The first campers in more than a year arrived Sunday at Covenant Point Bible Camp in Iron River, Michigan. They will enjoy a week of worship, games, skits, and connections. But just as can happen at home, some campers will have conflicts.
This year, staff are trying a new way to help turn those conflicts into opportunities for deeper friendships as well as to learn more about Christ’s love and mission to reconcile people.
“Camp is a great place and super fun, but when conflicts arise, sometimes our strategies have been too informed by school disciplinary methods,” said Hannah Lewis, the intern who recently developed a training for camp staff. “We want to emphasize restoring relationships.”
As part of that training before camp opened, 47 staff members, including college and high school students, learned and practiced basic techniques of restorative justice.
Lewis developed the training after an in-depth study through North Park Theological Seminary’s School of Restorative Arts (SRA) and a six-week program at Stomping Ground Camp, a non-Covenant camp in New York that teaches “radical empathy” and “restorative practices” at every age level.
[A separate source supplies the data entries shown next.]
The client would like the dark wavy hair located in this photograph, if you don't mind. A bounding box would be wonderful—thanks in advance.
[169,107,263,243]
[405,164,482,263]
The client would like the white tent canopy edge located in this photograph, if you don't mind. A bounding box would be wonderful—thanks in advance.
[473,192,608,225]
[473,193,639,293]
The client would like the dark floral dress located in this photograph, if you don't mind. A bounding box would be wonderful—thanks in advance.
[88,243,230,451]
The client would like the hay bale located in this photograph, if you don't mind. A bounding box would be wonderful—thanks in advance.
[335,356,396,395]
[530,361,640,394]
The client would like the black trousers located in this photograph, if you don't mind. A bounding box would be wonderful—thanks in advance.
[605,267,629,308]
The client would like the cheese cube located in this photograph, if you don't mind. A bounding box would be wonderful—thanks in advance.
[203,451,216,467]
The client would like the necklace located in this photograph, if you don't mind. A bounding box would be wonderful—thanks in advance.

The process includes bringing together students who agree to mediation as well as a camp staff member and possibly witnesses to the conflict. They all sit together to talk about how they have experienced a negative interaction.
Lewis said one key aspect is to change the language used around a dispute. She suggests replacing words such as “bully,” “offender,” and “victim” with “the person who has been harmed” and “the person responsible for the conflict.”
I don’t think it’s ever too early to start setting these expectations and dealing with conflict—no matter how small—in a really thought out and protective way.
The process can work with campers of all ages, Lewis said. “Obviously we’re constantly shifting how we ask questions and how we relate based on the ages of the campers, but I don’t think it’s ever too early to start setting these expectations and dealing with conflict—no matter how small—in a really thought out and protective way.”
Lewis said one goal is to help people develop empathy—to go beyond feeling sorry for the other person to really understand how they feel.
She hopes campers who experience restorative justice will take what they learn and use it in their day-to-day lives, and that staff members will also put it into practice for any conflicts they might have working together.
Executive director Erik Strom said restorative justice is a core scriptural value and learning how to practice it is part of the discipling process that staff also experience while working at camp.
Strom had encouraged Lewis to do an in-depth study of restorative justice and how it could apply to camping as part of her internship. “I’ve been influenced and inspired by the work at the seminary in the School of Restorative Arts and continue to be compelled by the gospel to restore relationships. To see that kind of work happening here is really important to me,” he said.
Lewis graduated from North Park University in May 2020 and took a class through SRA at Stateville Correctional Center.